2. Outline Production Proposal
The 10 minute film will consist of four distinct image types: computer graphic animations rendered at MIT, live footage shot on location in Barcelona using IMAX camera technology, composits of computer graphic renderings and film images, and historical photographic or film images of the early history of the Sagrada Familia. Each are described as follows:
A) Computer Graphic Images (approximately 3 minutes)
Antoni Gaudi spent the last 12 years of his life working exclusively on the design of the Sagrada Familia. During this period he developed an extraordinary new approach to design based on complex but precise geometries and their intersections. Unlike the organic Nativity Facade, this new period of Gaudi's work resulted in forms which can be described mathematically using the transformations of a limited number of geometric forms: the hyperbolic paraboloid, the helicoid, and the hyperboloid. Modern computer graphic systems are ideally suited, and indeed critical, for the precise and efficient description of Gaudi's new approach to design as will be revealed at the Sagrada Familia. The world has not yet seen the results of Gaudi's new thinking. MIT researchers will generate hyper-realistic animation of the Sagrada Familia which simulates the complex play of light and materials at the Sagrada Familia. The film will allow viewers to experience the extraordinary space of the sanctuary, and the completed exterior in the context of Barcelona.
Portions of the interior have not been fully resolved as yet by the architects of the Sagrada Familia. The MIT-Sagrada Familia project will provide the means to expedite the resolution of important areas of the design. The MIT Sagrada Familia Team and the architects of Sagrada Familia have developed a strategy to complete the design and computer modeling of major portions of the interior to allow computer animation to be developed of the unfinished interior.

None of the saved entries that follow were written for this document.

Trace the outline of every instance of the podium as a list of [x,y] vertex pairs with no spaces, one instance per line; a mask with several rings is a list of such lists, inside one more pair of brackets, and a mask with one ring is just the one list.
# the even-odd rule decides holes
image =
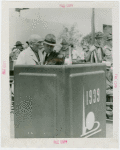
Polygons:
[[106,66],[15,66],[15,138],[106,137]]

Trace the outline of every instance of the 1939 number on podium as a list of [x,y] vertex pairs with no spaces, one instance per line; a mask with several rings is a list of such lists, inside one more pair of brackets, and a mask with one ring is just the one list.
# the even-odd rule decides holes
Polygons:
[[100,89],[86,91],[86,105],[100,101]]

click here Computer Graphic Images
B) Live Footage Shot on Locatioin in Barcelona (approximately 5 minutes)
Completed portions of the Sagrada Familia will be filmed in IMAX 3D. Key personnel from the US will coordinate the filming, and a local crew will be contracted for. We have made initial contacts with camera operators experienced in location IMAX 3D film making. IMAX film of the building and its context will likely include:
The Junta Constructora del Temple Expiatori de la Sagrada Familia has expressed its support for the filming of the existing church, to serve as a permanent record of the construction process of the church. They have agreed to make the entire construction site available for live IMAX filming. The Junta has recommended that the ideal time of year for filming is in May or June of 1998, when the leaves are at their greenest. They also expect that by this time, the scaffolding of the main nave space will be removed, leaving the space clear for unrestricted location filming.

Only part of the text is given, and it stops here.